The products 6 and 7 of the present invention to which magnesium boride having B / Mg = 8.2 and B / Mg = 1.6 were added are superior in strength and oxidation resistance to the comparative product 3. But,
Comparative product 4 containing magnesium boride with B / Mg = 0.6 is inferior in quality to comparative product 3.

Example 4 Table 4 shows the quality when magnesium boride was added to bricks and castings made of materials other than alumina-carbon material and magnesia-carbon material.

[0035]

[Table 4]

The sample preparation is the same as in Example 1. However, the casting materials of Comparative Product 7 and Inventive Product 10 were kneaded using a phenol resin, and then the kneaded product was poured into a metal frame, then deframed and dried, and embedded in coke.
It was reduction baked at 00 ° C. It can be seen that each material is superior to the comparative product in strength characteristics and oxidation resistance.

[0037]

INDUSTRIAL APPLICABILITY The carbon-containing refractory of the present invention, by adding and blending magnesium boride, provides further excellent oxidation resistance and high hot strength without impairing the characteristics of conventional carbon-containing refractories. be able to.
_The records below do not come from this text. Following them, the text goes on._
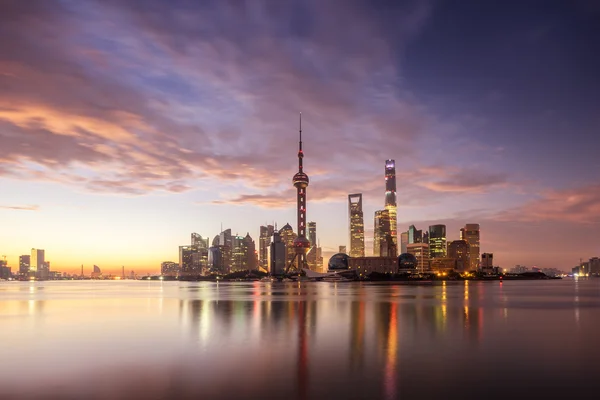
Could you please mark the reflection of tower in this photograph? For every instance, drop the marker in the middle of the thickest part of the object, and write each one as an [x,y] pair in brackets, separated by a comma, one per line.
[390,198]
[300,180]
[302,351]
[357,225]
[357,333]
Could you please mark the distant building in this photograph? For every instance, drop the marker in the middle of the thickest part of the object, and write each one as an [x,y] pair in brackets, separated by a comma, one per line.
[365,265]
[421,252]
[381,230]
[264,241]
[288,236]
[169,268]
[278,255]
[96,272]
[390,199]
[357,225]
[414,235]
[24,263]
[487,263]
[459,251]
[470,234]
[437,241]
[403,242]
[37,262]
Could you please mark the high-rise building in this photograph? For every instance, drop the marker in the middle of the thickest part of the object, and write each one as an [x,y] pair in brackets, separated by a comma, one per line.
[459,251]
[390,198]
[24,262]
[357,225]
[312,233]
[403,242]
[470,234]
[381,230]
[421,252]
[415,235]
[487,262]
[264,241]
[278,255]
[437,241]
[301,244]
[288,236]
[36,267]
[169,268]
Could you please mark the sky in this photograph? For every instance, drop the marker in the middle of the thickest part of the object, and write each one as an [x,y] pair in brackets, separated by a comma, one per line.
[127,125]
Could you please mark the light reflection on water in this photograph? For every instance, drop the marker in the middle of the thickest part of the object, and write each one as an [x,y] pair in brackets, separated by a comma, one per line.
[297,341]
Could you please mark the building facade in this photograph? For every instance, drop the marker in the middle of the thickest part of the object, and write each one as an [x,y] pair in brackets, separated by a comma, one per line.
[471,234]
[459,251]
[390,199]
[357,225]
[264,241]
[421,252]
[278,255]
[381,230]
[437,241]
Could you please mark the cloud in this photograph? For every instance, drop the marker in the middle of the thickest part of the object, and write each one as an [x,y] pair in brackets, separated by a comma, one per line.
[112,97]
[579,205]
[21,208]
[471,181]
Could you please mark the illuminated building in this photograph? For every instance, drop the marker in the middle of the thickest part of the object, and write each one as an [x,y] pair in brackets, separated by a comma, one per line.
[437,241]
[421,252]
[288,236]
[301,245]
[96,272]
[487,263]
[266,233]
[415,235]
[278,255]
[357,226]
[216,261]
[24,263]
[470,234]
[169,268]
[459,251]
[403,242]
[312,233]
[380,230]
[243,253]
[38,267]
[390,198]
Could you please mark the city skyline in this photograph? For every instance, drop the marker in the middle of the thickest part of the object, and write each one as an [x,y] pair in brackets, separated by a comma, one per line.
[118,141]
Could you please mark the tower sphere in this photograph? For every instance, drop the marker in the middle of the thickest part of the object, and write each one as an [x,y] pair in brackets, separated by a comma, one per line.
[300,180]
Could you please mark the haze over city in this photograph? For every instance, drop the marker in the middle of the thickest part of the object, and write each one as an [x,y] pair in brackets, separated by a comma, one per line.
[125,126]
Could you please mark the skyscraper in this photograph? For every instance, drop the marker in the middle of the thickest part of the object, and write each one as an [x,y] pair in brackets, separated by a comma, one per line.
[312,233]
[458,250]
[264,241]
[278,257]
[470,234]
[24,263]
[390,198]
[357,225]
[381,230]
[300,180]
[37,261]
[437,241]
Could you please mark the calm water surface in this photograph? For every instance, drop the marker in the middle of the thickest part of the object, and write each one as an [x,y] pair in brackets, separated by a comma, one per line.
[163,340]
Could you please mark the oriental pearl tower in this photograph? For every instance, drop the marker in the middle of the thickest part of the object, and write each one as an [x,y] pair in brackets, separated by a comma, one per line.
[300,180]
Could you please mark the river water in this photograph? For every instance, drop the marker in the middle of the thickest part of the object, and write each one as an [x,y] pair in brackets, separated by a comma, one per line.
[313,340]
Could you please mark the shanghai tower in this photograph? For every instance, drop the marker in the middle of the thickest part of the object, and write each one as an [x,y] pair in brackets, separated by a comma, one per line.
[390,199]
[300,180]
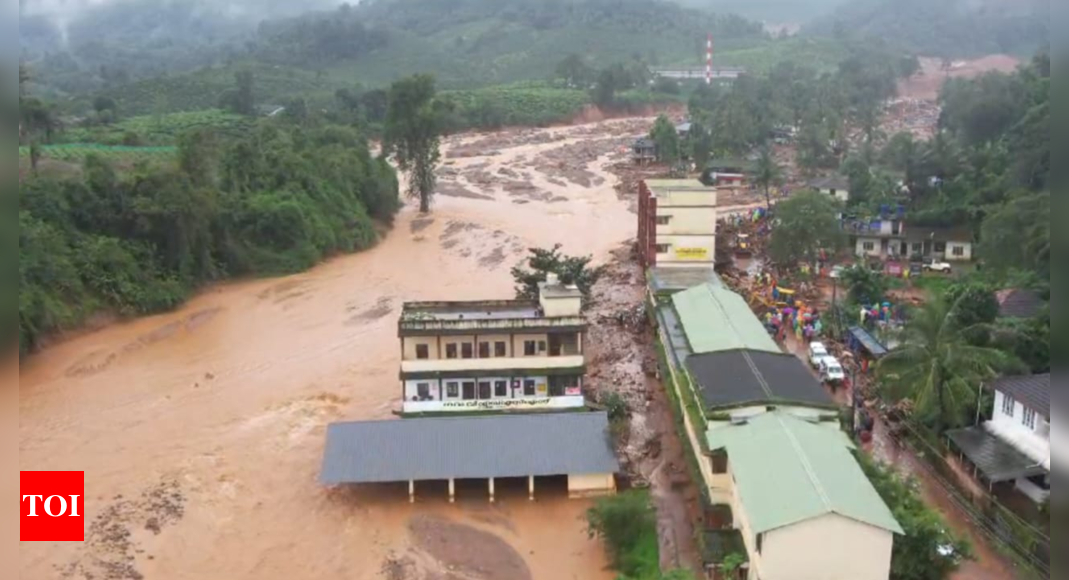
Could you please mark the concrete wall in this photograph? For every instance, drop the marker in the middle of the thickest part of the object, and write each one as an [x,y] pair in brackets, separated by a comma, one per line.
[873,252]
[826,548]
[965,249]
[841,194]
[567,306]
[590,486]
[687,220]
[687,250]
[679,198]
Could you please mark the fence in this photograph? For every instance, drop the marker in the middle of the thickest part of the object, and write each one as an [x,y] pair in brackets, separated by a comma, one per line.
[1029,546]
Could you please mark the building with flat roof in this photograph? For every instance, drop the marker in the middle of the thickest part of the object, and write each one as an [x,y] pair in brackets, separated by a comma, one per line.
[677,223]
[802,504]
[494,355]
[445,449]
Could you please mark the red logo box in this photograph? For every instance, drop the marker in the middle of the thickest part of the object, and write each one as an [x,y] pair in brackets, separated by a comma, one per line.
[53,506]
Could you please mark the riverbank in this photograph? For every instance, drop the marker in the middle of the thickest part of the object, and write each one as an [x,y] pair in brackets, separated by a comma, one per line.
[201,429]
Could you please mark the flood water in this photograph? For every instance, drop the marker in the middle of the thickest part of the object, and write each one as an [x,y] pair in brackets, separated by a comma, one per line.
[201,430]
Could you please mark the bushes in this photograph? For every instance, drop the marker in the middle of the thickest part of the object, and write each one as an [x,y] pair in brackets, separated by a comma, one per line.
[276,201]
[628,526]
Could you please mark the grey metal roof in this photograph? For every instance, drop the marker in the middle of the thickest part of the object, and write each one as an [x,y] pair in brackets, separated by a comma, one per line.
[832,182]
[1019,303]
[1033,391]
[468,448]
[743,377]
[995,458]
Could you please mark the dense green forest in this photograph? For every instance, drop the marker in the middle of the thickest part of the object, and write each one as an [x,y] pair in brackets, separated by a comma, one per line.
[140,240]
[946,28]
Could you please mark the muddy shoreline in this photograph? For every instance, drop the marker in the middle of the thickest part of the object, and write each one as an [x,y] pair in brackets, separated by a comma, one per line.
[220,407]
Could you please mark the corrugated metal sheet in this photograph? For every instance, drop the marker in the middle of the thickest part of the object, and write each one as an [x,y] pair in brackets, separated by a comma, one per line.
[468,448]
[789,470]
[996,459]
[1033,391]
[741,377]
[716,319]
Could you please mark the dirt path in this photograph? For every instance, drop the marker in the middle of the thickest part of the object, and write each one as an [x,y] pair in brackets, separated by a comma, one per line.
[989,564]
[622,361]
[201,430]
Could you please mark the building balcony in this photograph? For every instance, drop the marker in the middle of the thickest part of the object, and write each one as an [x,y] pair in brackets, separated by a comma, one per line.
[502,364]
[478,323]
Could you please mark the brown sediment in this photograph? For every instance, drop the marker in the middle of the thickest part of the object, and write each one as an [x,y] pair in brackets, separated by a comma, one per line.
[230,395]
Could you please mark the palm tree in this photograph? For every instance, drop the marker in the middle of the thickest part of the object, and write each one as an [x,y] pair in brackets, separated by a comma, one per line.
[768,173]
[938,366]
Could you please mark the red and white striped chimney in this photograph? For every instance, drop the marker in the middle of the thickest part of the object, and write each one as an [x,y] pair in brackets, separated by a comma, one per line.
[709,60]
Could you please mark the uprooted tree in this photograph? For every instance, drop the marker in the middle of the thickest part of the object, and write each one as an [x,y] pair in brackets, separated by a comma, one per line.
[570,269]
[414,123]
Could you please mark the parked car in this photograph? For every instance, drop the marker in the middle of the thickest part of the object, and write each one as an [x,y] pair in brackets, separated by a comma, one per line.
[817,354]
[831,372]
[942,267]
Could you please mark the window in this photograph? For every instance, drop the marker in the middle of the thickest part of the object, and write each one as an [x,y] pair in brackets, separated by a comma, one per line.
[1029,419]
[719,461]
[1008,405]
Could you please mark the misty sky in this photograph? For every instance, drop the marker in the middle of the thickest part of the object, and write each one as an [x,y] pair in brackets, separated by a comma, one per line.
[68,10]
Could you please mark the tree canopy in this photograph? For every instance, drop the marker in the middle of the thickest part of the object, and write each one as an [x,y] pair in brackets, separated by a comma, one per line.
[414,121]
[805,224]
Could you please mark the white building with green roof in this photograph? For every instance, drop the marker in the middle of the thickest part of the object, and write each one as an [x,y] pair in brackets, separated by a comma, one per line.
[800,500]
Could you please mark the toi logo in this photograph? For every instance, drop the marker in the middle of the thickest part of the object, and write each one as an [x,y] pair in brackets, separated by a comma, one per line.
[53,507]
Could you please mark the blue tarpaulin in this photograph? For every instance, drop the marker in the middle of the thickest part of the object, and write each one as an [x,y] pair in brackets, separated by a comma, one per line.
[861,339]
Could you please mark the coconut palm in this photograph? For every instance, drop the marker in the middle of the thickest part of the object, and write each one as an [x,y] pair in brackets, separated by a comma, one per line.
[939,366]
[767,173]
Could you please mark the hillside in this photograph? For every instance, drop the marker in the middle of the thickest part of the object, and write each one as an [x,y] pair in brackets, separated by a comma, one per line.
[947,28]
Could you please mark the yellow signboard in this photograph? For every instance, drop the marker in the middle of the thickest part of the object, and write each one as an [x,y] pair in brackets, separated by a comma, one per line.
[692,253]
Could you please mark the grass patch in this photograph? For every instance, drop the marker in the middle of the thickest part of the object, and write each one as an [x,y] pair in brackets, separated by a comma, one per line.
[628,524]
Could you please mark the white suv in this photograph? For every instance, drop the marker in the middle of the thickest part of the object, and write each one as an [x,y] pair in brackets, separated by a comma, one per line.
[817,354]
[939,267]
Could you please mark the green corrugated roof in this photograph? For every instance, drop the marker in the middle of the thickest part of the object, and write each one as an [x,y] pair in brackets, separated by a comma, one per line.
[716,319]
[789,470]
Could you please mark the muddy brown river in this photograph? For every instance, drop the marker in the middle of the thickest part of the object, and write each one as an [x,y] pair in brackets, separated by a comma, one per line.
[201,430]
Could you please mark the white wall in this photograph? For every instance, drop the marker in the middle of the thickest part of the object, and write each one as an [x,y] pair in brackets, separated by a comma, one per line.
[966,251]
[827,548]
[589,486]
[841,194]
[874,252]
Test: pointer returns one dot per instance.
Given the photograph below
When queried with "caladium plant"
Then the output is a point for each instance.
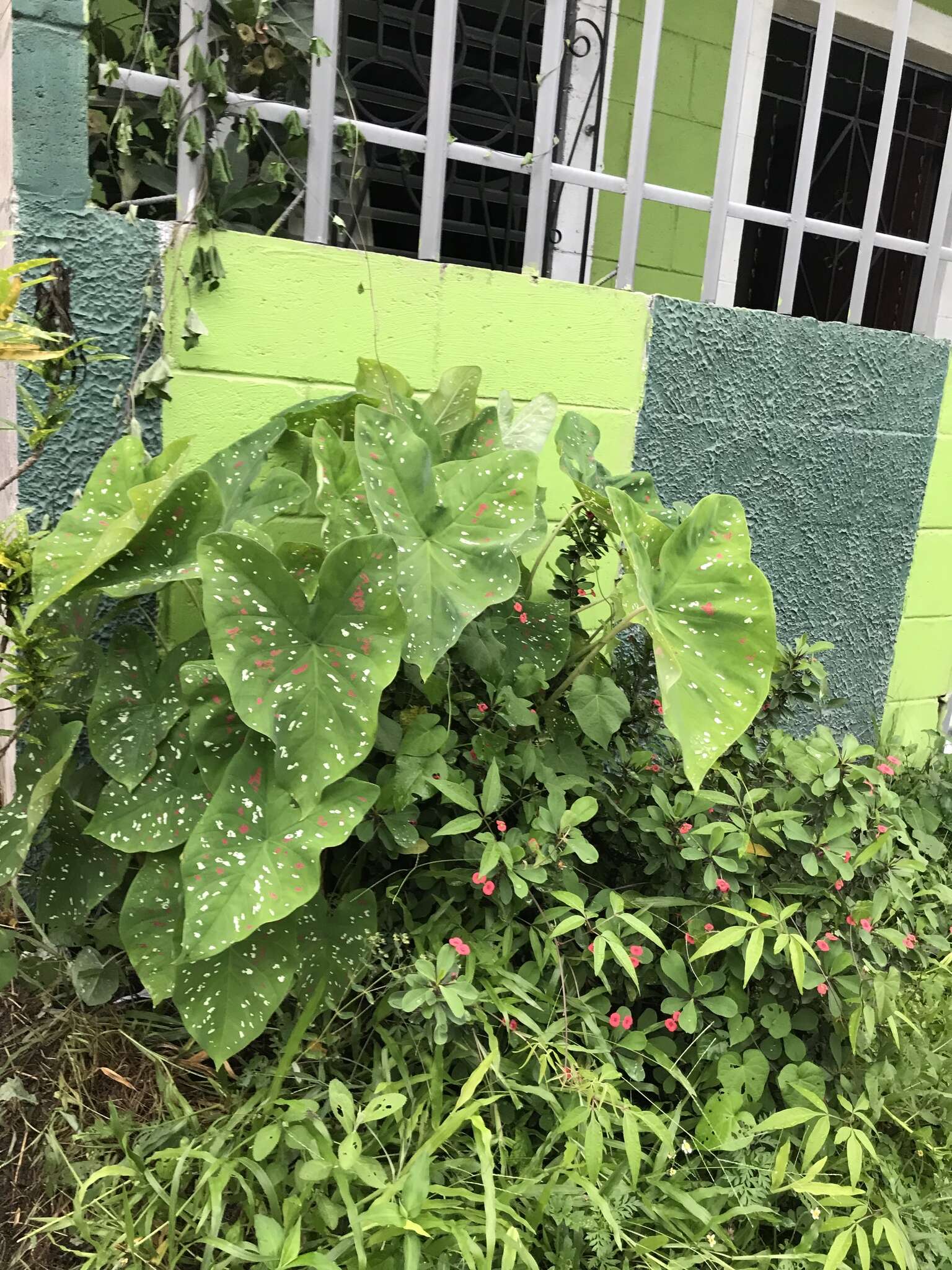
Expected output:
(395, 647)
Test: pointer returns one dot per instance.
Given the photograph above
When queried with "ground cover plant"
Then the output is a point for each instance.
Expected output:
(456, 826)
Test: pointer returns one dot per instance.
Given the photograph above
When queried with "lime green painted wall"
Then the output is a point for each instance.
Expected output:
(685, 127)
(922, 666)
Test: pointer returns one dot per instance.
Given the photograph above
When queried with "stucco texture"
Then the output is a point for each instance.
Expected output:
(826, 432)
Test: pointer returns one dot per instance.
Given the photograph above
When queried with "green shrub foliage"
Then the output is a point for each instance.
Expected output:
(598, 966)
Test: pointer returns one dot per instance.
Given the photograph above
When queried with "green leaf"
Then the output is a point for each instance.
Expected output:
(710, 614)
(162, 812)
(135, 705)
(454, 540)
(38, 774)
(77, 874)
(454, 404)
(255, 856)
(307, 676)
(226, 1001)
(599, 706)
(164, 549)
(125, 487)
(150, 923)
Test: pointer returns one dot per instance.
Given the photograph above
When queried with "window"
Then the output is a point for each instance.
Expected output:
(840, 179)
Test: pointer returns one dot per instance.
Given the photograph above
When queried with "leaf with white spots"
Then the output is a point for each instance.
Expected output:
(532, 424)
(454, 403)
(150, 923)
(599, 706)
(337, 944)
(77, 873)
(214, 726)
(135, 705)
(710, 614)
(40, 770)
(227, 1000)
(121, 494)
(307, 676)
(255, 858)
(164, 549)
(452, 540)
(162, 810)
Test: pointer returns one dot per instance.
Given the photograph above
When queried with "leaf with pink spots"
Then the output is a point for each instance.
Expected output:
(227, 1000)
(710, 614)
(150, 923)
(255, 856)
(454, 538)
(309, 676)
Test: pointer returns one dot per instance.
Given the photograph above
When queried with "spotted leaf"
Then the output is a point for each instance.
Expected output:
(123, 491)
(307, 676)
(162, 810)
(227, 1000)
(40, 770)
(214, 726)
(337, 944)
(255, 858)
(164, 549)
(77, 873)
(710, 614)
(454, 540)
(135, 705)
(150, 922)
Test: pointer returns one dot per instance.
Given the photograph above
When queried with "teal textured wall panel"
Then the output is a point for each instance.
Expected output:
(826, 433)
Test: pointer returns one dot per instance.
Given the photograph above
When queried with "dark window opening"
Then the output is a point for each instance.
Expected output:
(840, 180)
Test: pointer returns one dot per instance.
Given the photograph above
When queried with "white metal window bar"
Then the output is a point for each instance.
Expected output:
(438, 148)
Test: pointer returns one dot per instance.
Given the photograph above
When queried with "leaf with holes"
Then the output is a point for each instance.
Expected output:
(135, 705)
(214, 727)
(40, 770)
(599, 706)
(77, 873)
(121, 494)
(164, 549)
(454, 541)
(307, 676)
(150, 923)
(162, 810)
(254, 856)
(227, 1000)
(454, 403)
(710, 614)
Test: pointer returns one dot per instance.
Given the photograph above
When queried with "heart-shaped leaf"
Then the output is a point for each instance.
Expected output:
(254, 856)
(40, 770)
(150, 922)
(135, 705)
(227, 1000)
(454, 541)
(121, 494)
(599, 706)
(162, 810)
(337, 944)
(710, 614)
(307, 676)
(214, 726)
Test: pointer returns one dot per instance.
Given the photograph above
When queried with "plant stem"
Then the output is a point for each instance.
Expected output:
(593, 651)
(547, 544)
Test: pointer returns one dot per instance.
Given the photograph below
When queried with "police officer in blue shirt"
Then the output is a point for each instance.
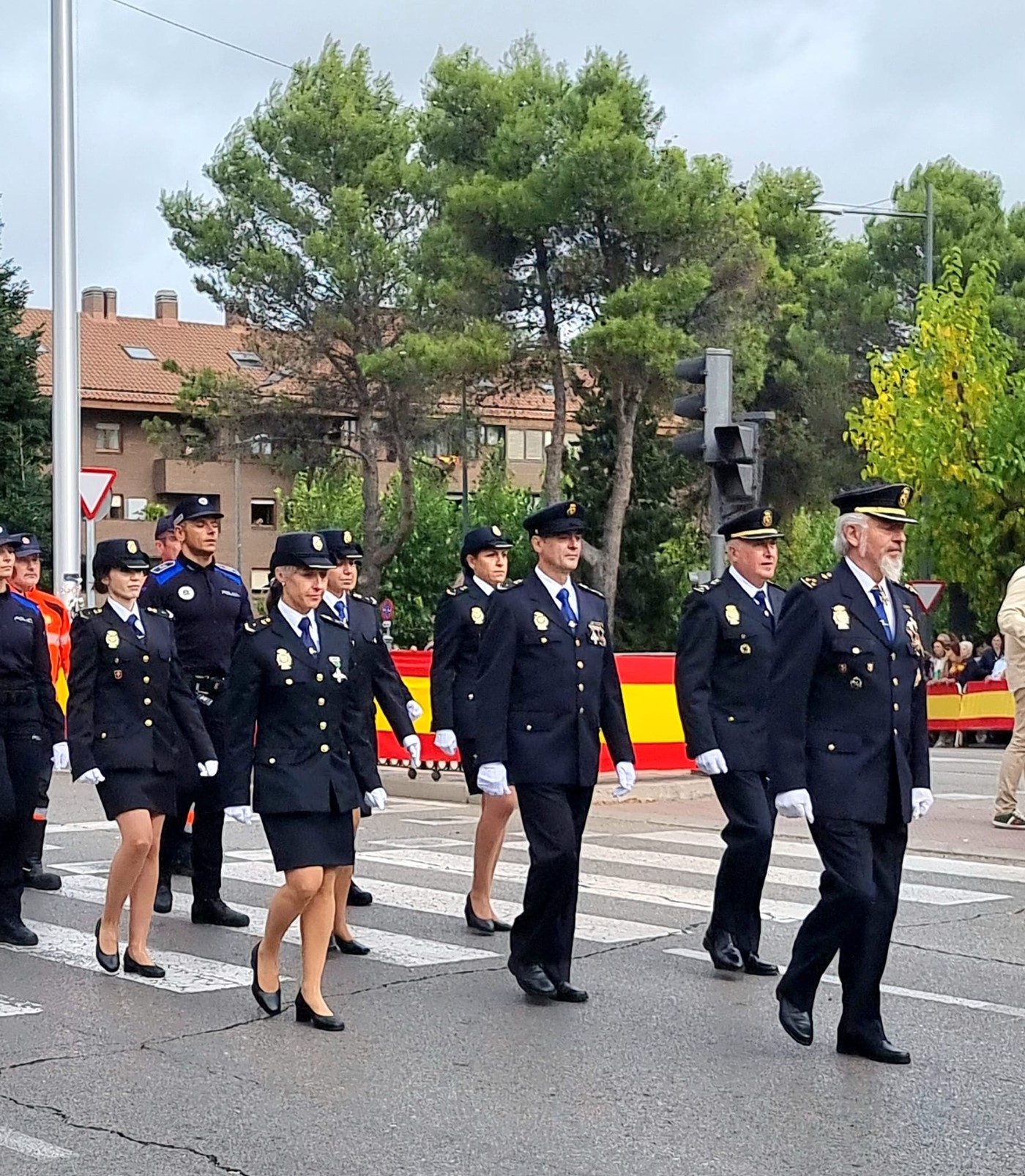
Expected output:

[Brief description of drawings]

FIG. 1 is a graph showing strength characteristics of a comparative product 2 and an invention product 5 at high temperature.

Claims (2)

[Claims] 1. A refractory material comprising a carbon raw material in an amount of 3 to 40% by weight and the balance being a refractory raw material such as an oxide or a carbide, and 0.1 to 8% by weight of magnesium boride in an external coating.
Carbon-containing refractory characterized by being added and compounded. 2. A refractory material comprising a carbon raw material in an amount of 3 to 40% by weight, and the balance being a refractory raw material such as an oxide or a carbide, and 0.1 to 8% by weight of magnesium boride as an outer coating, and 1 selected from metal powders such as Al, Mg and Si
A carbon-containing refractory, characterized in that 1 to 10% by weight of one or more kinds is added and compounded externally.